Die Gerichtsverhandlungen zogen sich seit 2019 hin. Wie durch die Ermittlung festgestellt wurde, konnte trotz gesetzlicher Verbote Jeder beliebige in der Klinik von den Leihmutterschaftsdiensten Gebrauch machen, sogar alleinerziehende Väter und gleichgeschlechtliche Paare. Das Problem mit dem Gesetz wurde nach dem alten Schema gelöst – die Dienstleister halfen dabei, eine Scheinehe zwischen dem Kunden und der Leihmutter zu schließen.
Übrigens… ein präzedenzloser Vorfall, bei dem sich eine Leihmutter geweigert hat, das Kind ausländischen Eltern zu übergeben, ereignete sich einige Jahre zuvor in der Klinik von Alexander Feskow.
Sollte es daraufhin eine Strafe geben?
Die Leiter beider ukrainischer Reproduktionskliniken sind in ein Untersuchungsverfahren verwickelt.

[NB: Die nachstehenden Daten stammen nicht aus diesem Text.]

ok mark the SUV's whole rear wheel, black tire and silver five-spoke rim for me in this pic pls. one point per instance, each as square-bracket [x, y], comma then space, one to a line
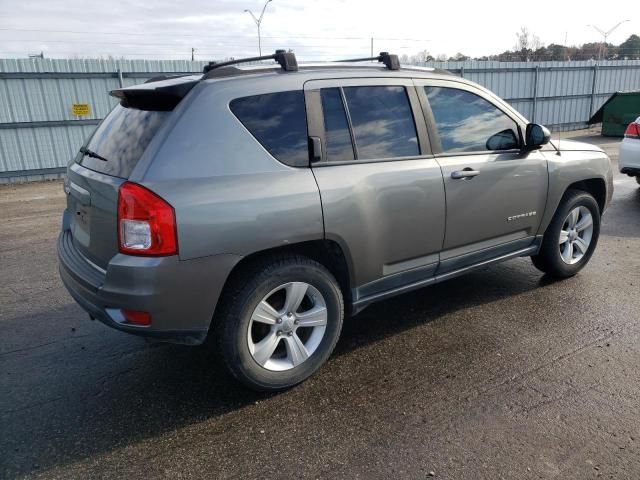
[280, 322]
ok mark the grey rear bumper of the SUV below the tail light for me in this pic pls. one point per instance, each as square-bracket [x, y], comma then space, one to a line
[180, 295]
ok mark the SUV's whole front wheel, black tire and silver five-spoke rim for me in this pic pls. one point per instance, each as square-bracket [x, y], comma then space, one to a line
[571, 237]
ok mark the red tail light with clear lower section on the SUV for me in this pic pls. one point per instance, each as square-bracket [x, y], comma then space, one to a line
[146, 223]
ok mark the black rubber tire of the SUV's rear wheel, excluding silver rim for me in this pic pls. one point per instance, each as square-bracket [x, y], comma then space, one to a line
[246, 291]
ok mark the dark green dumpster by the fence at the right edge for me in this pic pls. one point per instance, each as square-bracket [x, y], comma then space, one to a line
[617, 112]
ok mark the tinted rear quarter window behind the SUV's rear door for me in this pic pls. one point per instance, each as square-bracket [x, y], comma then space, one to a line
[279, 123]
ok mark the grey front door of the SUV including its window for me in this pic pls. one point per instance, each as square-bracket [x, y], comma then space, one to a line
[495, 192]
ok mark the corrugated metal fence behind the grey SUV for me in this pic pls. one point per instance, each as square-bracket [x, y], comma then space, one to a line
[39, 132]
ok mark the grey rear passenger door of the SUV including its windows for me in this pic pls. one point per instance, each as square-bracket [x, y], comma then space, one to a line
[381, 189]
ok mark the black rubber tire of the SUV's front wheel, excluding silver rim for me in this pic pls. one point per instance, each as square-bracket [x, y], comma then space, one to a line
[549, 260]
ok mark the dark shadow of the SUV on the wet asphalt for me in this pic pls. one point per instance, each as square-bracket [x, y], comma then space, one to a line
[88, 394]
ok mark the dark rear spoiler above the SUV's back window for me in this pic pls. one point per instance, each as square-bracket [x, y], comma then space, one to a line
[158, 95]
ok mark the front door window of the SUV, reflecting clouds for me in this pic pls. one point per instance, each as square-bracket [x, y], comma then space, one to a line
[469, 123]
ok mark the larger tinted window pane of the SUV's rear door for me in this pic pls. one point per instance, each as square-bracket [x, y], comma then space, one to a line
[382, 122]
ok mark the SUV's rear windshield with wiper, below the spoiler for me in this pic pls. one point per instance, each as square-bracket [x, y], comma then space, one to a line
[121, 139]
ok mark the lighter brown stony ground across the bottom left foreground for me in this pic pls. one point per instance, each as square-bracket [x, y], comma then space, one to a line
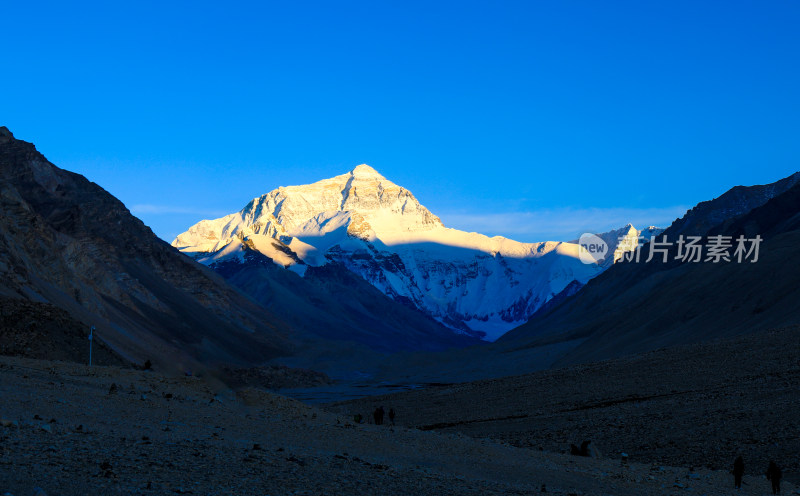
[73, 430]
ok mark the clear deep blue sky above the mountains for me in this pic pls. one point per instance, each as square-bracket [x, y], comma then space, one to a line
[534, 120]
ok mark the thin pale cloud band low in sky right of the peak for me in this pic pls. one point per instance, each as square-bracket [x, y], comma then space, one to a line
[560, 224]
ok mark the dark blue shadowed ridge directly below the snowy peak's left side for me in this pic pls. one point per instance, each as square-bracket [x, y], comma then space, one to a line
[336, 304]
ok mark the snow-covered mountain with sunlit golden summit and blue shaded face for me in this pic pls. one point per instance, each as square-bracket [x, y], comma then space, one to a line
[474, 284]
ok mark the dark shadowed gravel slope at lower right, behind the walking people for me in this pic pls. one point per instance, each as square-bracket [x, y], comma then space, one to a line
[689, 406]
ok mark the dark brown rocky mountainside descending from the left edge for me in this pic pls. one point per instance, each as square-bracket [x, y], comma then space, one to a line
[66, 241]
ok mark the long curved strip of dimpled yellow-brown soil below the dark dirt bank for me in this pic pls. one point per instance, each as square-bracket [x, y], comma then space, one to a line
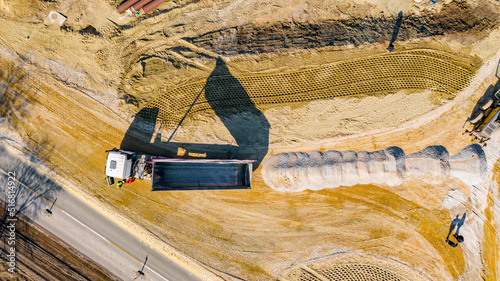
[415, 69]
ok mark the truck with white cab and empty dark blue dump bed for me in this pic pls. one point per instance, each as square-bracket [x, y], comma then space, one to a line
[179, 174]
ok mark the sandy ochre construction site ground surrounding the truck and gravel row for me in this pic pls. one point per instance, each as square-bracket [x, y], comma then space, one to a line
[291, 76]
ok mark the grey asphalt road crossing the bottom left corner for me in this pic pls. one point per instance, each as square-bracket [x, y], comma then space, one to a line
[82, 227]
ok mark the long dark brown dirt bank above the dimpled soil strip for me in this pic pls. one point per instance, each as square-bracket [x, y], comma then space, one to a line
[457, 16]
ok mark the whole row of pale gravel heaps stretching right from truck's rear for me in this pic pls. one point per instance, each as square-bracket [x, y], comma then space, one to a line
[298, 171]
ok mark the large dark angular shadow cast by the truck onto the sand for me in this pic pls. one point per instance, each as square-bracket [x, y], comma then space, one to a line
[230, 102]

Interpol und europäische Geheimdienste schalteten sich in die Sache ein.
Zurzeit überprüfen Ordnungshüter in verschiedenen Ländern Familien, die die Dienstleistungen ukrainischer Reproduktionsspezialisten in Anspruch genommen haben. Ausländer werden gebeten, ihr biologisches Material entnehmen zu lassen, um eine genetische Verbindung zwischen den Kunden als Eltern und den von ukrainischen Leihmüttern geborenen Kindern herzustellen.